Figure 12 shows the new formed threads on the workpiece at termination for different discretizations obtained using the MC-SPG formulation. Cleaner and clearer threads are observed as the discretization is refined, which indicates that the critical physics of the FDS thread forming process is well simulated by the MC-SPG algorithm. This observation implies that to form clear threads, the discretization needs to be fine enough such that there are enough nodes in the pitch distance (0.15 mm—5 nodes, not clear; 0.125 mm—6 nodes, not clear; 0.10 mm—8 nodes, clear; 0.075 mm—10 nodes, best). This once again confirms that the MC-SPG formulation converges in this simulation. Had this process been analyzed by FEM with element erosion technique, no thread would be observed on the workpiece due to erosion upon failure, which is verified in Fig. 13b.

Fig. 12
figure 12

Flow drill screw-driving simulation: threads at termination by MC-SPG

Fig. 13
figure 13

Comparison of thread forming at termination by MC-SPG versus FEM

5 Conclusions

Flow drill screw (FDS) joining is a new mechanical fastening technique widely used to connect metal parts in modern lightweight car structures. Numerical simulations of FDS joining that well represents the physical behavior are important for the automotive industry. In particular, the ability to model extensive plastic deformation and material separation taking place in the extreme thread forming process is vital to the success of the FDS joining simulation. Thanks for the characteristics of discretization flexibilities and customized approximations, particle or meshfree methods have attracted significant attention from scientists and engineers in the last two decades to model challenging scientific and engineering problems. This paper presents a new particle method, the MC-SPG method, for simulating the extreme thread forming in the FDS driving process.

The starting point for the extreme thread forming simulation using this new particle method is the stabilization of formulation by a novel velocity smoothing algorithm. We show that this velocity smoothing algorithm consistently fulfills the conservation of momentum. The stabilized formulation is further supplemented with the adaptive anisotropic Lagrangian kernel and bond-based failure criterion to handle the severe deformation and material failure in the analysis. The present method differs from existing residual and non-residual stabilization methods in several important aspects. Most notably, the method does not require additional stabilization terms; thus, modifications of elastic modulus for stabilization stress and stabilization control parameters are not necessary. Furthermore, the present method is efficient and simple. Its implementation relies on velocity smoothing operators whose action is evaluated at the particle level using standard meshfree approximations. As a result, an existing meshfree code can be modified easily to handle the new stabilization procedure.
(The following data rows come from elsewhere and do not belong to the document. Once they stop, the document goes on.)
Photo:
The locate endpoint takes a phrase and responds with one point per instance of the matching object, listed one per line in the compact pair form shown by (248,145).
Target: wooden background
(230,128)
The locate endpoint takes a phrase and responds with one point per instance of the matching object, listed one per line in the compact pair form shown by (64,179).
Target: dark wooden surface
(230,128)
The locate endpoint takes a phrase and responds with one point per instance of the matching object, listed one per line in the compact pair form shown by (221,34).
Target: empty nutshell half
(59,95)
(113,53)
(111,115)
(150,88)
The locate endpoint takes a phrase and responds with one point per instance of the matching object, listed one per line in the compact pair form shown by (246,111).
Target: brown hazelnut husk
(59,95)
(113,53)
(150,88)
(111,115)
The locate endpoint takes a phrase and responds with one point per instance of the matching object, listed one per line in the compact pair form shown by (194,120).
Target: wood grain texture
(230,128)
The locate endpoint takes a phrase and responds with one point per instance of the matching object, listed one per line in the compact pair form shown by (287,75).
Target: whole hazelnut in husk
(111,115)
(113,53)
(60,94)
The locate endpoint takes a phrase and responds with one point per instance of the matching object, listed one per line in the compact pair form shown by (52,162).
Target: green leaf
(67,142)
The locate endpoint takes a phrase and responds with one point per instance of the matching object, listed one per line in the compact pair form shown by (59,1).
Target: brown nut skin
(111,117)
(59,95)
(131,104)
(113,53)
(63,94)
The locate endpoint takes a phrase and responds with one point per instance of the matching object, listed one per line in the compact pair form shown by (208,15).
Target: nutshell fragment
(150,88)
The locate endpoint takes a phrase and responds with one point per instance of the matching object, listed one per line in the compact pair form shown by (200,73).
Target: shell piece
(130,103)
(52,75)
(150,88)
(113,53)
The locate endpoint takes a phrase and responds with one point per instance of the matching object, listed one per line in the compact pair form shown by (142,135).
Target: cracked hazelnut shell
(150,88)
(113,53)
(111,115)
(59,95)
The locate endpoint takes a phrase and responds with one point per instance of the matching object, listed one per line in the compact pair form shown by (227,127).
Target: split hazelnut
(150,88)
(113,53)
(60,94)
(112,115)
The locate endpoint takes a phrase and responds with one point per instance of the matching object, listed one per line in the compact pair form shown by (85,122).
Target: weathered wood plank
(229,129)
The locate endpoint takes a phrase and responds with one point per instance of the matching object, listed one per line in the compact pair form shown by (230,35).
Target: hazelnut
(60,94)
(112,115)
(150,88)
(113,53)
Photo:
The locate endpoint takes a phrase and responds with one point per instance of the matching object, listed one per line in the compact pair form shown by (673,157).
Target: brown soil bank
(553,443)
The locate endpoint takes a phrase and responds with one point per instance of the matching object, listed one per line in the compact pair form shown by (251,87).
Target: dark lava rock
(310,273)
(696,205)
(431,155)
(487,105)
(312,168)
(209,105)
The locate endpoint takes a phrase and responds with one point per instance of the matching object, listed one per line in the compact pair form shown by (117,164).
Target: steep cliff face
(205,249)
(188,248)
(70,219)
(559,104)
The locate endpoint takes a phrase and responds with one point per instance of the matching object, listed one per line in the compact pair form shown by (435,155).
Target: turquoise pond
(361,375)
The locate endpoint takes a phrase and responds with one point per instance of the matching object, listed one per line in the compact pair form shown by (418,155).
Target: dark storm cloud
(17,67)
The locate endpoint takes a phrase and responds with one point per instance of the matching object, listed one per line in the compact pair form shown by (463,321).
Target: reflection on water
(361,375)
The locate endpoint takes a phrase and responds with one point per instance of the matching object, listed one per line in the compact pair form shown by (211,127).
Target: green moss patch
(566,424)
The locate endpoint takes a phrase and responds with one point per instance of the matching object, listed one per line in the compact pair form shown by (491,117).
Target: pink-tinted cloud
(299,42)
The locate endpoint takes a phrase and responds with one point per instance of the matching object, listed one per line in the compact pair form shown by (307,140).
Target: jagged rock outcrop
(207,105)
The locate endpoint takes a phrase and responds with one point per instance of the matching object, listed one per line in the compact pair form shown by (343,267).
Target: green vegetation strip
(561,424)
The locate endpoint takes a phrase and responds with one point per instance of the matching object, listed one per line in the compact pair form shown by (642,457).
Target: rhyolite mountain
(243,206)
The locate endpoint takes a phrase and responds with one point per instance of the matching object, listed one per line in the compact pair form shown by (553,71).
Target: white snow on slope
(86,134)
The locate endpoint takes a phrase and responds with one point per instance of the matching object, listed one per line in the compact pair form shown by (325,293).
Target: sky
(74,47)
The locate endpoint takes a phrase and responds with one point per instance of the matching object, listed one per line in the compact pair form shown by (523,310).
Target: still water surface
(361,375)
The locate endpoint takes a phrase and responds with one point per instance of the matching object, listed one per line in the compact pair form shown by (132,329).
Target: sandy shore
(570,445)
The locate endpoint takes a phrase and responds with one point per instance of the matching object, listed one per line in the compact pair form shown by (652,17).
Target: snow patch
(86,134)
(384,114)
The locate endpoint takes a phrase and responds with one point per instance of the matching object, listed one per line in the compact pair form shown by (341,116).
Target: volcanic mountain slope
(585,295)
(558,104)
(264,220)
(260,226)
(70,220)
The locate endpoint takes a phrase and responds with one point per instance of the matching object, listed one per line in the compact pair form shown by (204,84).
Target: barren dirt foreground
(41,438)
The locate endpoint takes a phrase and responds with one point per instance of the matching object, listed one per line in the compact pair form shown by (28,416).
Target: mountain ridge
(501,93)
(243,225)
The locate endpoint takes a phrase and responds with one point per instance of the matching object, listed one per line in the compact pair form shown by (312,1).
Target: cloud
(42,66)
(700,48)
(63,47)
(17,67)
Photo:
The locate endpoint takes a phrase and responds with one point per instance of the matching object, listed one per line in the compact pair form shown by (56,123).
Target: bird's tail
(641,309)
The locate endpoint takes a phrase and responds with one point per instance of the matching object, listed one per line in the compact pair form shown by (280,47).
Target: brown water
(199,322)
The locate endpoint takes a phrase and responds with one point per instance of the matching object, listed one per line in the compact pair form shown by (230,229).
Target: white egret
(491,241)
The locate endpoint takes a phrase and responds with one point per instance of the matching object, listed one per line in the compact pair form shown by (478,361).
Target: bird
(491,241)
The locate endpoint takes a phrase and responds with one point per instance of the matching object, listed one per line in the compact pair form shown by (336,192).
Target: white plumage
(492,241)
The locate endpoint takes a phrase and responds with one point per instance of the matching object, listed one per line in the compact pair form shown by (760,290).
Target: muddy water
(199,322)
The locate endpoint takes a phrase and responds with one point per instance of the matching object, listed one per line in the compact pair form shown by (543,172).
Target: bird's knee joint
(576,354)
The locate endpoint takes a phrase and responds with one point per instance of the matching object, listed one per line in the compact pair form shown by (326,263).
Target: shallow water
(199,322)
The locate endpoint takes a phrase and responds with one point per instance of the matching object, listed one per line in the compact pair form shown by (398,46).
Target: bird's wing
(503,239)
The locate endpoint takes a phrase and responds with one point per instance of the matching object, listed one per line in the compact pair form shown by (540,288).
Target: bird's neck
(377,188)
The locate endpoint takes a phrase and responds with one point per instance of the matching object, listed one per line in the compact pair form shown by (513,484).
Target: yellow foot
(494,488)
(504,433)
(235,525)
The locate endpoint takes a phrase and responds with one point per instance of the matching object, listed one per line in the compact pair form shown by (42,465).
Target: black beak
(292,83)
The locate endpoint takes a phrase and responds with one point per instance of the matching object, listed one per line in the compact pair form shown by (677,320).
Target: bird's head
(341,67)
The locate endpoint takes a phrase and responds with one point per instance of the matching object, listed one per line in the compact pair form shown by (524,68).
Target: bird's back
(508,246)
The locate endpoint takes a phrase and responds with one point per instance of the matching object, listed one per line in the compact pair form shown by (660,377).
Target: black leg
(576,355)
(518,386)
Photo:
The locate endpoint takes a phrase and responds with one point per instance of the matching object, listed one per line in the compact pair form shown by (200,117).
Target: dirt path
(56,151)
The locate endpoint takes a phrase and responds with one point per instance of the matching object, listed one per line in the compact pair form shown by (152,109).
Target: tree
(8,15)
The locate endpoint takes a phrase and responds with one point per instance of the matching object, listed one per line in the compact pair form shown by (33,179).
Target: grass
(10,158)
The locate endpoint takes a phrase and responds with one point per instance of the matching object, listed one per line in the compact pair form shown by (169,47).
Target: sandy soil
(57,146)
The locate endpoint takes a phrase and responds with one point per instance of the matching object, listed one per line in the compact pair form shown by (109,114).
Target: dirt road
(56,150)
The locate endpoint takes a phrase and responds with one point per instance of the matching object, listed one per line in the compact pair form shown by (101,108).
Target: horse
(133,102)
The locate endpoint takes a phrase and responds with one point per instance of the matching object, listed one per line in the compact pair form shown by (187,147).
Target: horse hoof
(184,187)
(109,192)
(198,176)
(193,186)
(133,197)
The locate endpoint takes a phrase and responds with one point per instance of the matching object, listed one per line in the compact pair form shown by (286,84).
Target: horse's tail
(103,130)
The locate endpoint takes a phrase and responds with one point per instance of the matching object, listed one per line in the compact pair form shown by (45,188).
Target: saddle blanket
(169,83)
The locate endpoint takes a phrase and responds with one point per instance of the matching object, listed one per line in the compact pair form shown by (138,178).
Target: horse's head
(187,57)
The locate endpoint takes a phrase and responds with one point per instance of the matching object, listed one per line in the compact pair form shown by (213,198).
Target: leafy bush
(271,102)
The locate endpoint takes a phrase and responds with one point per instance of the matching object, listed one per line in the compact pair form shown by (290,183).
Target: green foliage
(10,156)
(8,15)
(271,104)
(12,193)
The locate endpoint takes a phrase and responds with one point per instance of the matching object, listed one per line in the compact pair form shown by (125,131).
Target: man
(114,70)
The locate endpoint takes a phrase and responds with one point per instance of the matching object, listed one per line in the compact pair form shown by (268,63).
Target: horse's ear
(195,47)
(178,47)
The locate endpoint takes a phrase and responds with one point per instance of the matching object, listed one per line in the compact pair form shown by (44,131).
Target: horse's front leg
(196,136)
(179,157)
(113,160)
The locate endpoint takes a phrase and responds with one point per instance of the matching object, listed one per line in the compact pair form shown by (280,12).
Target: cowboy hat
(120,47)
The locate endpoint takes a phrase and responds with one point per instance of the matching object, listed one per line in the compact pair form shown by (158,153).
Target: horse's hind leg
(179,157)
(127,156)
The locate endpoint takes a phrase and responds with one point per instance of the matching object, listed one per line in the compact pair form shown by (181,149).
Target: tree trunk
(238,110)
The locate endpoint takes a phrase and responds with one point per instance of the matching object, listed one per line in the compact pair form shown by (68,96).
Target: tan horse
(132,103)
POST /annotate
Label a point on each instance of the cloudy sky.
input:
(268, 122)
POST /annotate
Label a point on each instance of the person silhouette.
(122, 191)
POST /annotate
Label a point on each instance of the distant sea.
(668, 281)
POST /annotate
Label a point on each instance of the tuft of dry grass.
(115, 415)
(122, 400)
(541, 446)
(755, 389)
Numerical results illustrate the performance of the MC-SPG method. Convergence studies in small, large and severe deformation problems suggest the stability of the present method and its applicability in the nonlinear analysis. In particular, the present method has shown to offer a unique numerical capability in modeling the extreme thread forming operation. To the authors’ best knowledge, this is the first time in the literature a numerical method is successfully applied to model the forming of threads during the FDS driving process. In the future, the applications of the MC-SPG method to the simulation of other advanced joining techniques such as SPR connections will be studied.